Leeson worked 30 successful years for the IBM Corporation in almost every phase. He was a nationally renowned speaker for IBM and, in 1962, wrote one of the earliest books in the industry – Basic Programming Concepts and the IBM 1620 Computer. Leeson also has been a professional performing musician with symphony orchestras like the San Jose Symphony orchestra, New Jersey Symphony, San Francisco Opera and the Mozart Orchestra of San Luis Obispo, to name a few. He has written not only books, but more than 100 technical articles that have appeared in dozens of musical journals including Music & Letters, a leading international journal of musical scholarship published by Oxford University Press in London.

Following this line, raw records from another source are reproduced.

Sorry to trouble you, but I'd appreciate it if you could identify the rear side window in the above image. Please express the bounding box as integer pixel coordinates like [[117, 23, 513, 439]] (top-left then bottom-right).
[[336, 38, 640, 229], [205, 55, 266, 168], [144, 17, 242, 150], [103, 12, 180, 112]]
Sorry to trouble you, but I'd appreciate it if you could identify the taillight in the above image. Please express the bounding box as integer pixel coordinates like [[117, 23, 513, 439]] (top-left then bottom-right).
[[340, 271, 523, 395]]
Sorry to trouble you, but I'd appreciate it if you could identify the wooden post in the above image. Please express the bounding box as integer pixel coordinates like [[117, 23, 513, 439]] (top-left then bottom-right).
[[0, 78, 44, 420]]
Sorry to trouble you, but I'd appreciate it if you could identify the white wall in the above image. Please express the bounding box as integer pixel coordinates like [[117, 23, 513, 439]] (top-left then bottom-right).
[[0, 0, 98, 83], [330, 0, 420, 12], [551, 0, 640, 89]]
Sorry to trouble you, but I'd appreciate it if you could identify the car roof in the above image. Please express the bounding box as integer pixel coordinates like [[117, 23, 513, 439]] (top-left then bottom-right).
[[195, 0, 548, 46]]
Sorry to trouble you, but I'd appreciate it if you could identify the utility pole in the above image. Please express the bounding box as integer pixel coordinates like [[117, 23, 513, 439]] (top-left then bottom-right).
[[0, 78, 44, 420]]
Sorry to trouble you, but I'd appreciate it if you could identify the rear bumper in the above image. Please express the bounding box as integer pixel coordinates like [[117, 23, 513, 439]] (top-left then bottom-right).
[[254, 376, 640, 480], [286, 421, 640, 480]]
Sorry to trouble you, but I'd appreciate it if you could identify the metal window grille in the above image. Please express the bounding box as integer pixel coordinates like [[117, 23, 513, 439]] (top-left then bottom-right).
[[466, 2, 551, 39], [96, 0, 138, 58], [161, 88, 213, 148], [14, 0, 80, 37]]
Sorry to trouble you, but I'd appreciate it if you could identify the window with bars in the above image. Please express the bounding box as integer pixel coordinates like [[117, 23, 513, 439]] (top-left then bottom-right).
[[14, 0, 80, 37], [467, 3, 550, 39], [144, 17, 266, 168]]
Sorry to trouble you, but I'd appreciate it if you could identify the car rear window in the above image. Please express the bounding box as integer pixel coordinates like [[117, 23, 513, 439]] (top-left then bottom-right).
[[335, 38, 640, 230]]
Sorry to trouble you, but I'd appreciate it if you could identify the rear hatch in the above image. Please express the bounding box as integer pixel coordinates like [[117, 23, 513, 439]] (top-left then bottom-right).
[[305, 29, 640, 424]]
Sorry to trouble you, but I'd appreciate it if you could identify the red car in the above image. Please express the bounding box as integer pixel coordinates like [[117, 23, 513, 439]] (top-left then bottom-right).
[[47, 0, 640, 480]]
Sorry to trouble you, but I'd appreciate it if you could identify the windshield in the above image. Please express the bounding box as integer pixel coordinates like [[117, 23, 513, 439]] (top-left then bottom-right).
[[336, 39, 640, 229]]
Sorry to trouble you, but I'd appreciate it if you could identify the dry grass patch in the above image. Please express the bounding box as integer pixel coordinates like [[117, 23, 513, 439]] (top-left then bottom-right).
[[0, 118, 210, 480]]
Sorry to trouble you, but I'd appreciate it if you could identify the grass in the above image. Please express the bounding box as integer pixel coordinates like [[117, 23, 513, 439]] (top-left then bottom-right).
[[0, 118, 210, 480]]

“My books and articles are not for casual reading,” explained Leeson. “I write and enjoy reading historical nonfiction, and my special interest is Mozart.”
Leeson is considered one of America's leading Mozart authorities with his books, The Mozart Forgeries, The Mozart Cache, Opus Ultimum! The Story of the Mozart Requiem and gran Partitta.
Like Leeson, Postman’s works are not for the everyday reader. She creates specialized books that are done in small editions and often produced as one-of-a-kind objects referred to as “uniques.”
“These can be hard to describe,” said Postman. “They are handmade books - literally works of art, and the collectors who buy them treat them as such. They are not just something you take out of a library.”
Postman was a letterpress printer for 50 years, so she began creating these books herself with artist Bonnie Stone who did the illustrations. Together they did the entire printing process themselves and then would sell their masterpieces. The True Collector, for example, was a handmade book put together alphabetically about particular things people collect with a short essay on each letter. Postman and Stone only created 100 copies, which sold out among places such as The Woodland Museum in New York and The Art Institute of Chicago.
“The entire process of these literary pieces of art coming together is like watching your child grow,” said Postman. “The end result brings tremendous satisfaction and pride. It’s work, but it’s also great pleasure.”
Postman has gone to the Litquake event in San Francisco previously, and she looks forward to attending this one, offered right next door to her home, to celebrate all kinds of literature.
“We are proud to have such renowned and accomplished authors, like Dan and Frederica, living here at Moldaw,” said Miki Raver, lifestyles services director at Moldaw Residences. “And we’re thrilled to be connected with the JCC offering this Litquake Palo Alto event for the second year. It’s a great opportunity for our residents and the community to enjoy!”